Whoops. That little investment in fraudster and Iranian ally Ahmed Chalabi keeps looking like a worse and worse idea, huh, Bush? (h/t Tom Ricks)

[Al-Hayat]: What would you tell George Bush if you met him, in a party for example?

[Chalabi]: I would say: thank you for toppling Saddam but I am displeased with what you did afterwards.

[Al-Hayat]: Do you believe that it is possible for a superpower to commit such terrible mistakes?

[Chalabi]: Yes, very possible.

[Al-Hayat]: If you want to describe George Bush, then how would you describe him?

[Chalabi]: A man with very little skill and knowledge.

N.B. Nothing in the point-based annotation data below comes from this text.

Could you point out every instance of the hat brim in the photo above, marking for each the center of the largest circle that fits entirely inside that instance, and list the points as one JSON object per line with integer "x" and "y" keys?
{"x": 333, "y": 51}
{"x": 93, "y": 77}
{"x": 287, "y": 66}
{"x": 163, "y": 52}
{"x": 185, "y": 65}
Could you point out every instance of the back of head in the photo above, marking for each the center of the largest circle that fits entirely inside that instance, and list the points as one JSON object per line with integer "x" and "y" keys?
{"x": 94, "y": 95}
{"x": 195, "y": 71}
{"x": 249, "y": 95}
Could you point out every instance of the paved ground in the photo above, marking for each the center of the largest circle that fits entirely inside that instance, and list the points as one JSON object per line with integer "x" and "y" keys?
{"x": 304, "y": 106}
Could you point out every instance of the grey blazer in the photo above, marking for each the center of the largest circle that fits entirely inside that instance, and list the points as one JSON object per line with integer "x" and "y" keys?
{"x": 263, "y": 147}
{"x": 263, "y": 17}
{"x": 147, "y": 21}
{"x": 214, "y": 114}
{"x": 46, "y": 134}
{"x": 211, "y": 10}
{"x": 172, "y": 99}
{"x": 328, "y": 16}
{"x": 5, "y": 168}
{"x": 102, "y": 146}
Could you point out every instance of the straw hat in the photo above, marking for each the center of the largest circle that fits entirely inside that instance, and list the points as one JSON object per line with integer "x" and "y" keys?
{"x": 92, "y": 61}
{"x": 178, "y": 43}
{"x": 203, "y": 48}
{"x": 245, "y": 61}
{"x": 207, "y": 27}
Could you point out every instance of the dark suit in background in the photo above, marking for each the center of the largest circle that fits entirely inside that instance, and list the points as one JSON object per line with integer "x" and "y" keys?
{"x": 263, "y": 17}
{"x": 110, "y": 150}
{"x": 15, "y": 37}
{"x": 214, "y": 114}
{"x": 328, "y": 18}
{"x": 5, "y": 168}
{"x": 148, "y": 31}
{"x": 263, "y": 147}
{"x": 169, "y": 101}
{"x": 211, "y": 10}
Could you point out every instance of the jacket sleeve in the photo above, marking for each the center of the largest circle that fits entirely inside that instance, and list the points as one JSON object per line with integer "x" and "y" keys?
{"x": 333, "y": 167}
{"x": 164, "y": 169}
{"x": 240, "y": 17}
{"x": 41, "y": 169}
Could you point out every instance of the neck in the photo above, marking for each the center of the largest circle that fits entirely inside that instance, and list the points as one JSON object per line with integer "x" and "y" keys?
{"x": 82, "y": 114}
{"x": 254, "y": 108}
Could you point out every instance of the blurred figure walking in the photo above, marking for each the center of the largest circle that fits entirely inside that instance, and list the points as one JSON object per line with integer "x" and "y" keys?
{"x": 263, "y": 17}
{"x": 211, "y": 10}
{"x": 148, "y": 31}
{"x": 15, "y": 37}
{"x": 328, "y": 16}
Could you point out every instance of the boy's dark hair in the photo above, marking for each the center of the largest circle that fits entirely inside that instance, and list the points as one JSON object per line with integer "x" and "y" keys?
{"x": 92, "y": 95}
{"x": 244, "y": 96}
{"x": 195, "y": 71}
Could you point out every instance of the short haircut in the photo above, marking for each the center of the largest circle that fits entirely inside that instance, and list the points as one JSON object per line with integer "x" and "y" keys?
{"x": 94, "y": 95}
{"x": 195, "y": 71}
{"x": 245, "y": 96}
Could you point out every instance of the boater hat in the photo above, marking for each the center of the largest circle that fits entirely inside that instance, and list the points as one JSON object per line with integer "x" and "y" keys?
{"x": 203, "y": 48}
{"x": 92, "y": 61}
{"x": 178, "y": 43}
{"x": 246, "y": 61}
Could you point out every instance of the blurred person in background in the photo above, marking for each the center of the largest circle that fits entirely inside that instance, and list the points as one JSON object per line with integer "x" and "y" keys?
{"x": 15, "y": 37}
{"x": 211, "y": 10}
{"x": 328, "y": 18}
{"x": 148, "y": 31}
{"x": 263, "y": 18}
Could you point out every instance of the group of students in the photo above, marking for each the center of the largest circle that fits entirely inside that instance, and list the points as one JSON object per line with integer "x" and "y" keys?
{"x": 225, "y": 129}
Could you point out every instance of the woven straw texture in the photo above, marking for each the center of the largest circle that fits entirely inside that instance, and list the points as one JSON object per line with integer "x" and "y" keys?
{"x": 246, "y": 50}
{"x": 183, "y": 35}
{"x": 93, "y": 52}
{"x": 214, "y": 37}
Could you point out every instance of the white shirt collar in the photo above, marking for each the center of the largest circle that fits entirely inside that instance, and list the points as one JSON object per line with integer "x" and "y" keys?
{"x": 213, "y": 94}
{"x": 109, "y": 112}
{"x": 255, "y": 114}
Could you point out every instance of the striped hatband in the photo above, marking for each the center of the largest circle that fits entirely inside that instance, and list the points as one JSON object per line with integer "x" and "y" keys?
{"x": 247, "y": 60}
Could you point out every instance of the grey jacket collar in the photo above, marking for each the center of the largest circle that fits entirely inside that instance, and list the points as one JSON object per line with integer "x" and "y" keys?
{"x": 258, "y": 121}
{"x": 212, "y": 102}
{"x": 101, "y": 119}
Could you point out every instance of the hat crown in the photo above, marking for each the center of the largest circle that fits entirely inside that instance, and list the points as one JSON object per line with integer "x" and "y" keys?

[Al-Hayat]: He did Iran a great service by toppling Saddam?

[Chalabi]: Iran benefited from toppling Saddam. Bush didn’t mean to do it a favor but it was clear that Iran would benefit from Saddam’s fall. I am convinced that Saddam would not have fallen except for an implicit agreement between America and Iran.

But my favorite part is where Ahmed Chalabi takes credit for getting George Tenet fired.

[Chalabi]: I accused the director of the CIA George Tenet and I said that he was behind the [May 2004 raid on Chalabi’s compound] despite the fact that I received a letter through one of my friends that stressed that I shouldn’t attack the CIA. When Tenet was ousted 10 days later, Hillary Clinton, a senator at the time, said that Ahmad Chalabi was behind Tenet’s dismissal. When I was asked about this, I answered: I am in Al-Najaf, how could I oust him?

Not that I disbelieve Chalabi had a part (though remember that Chalabi ally Dick Cheney had other reasons to want to take Tenet out in the days after he got questioned in the Plame leak).  I’m just amused that the notion that Chalabi could get the Director of CIA fired is plausible enough for this consummate fraudster to claim.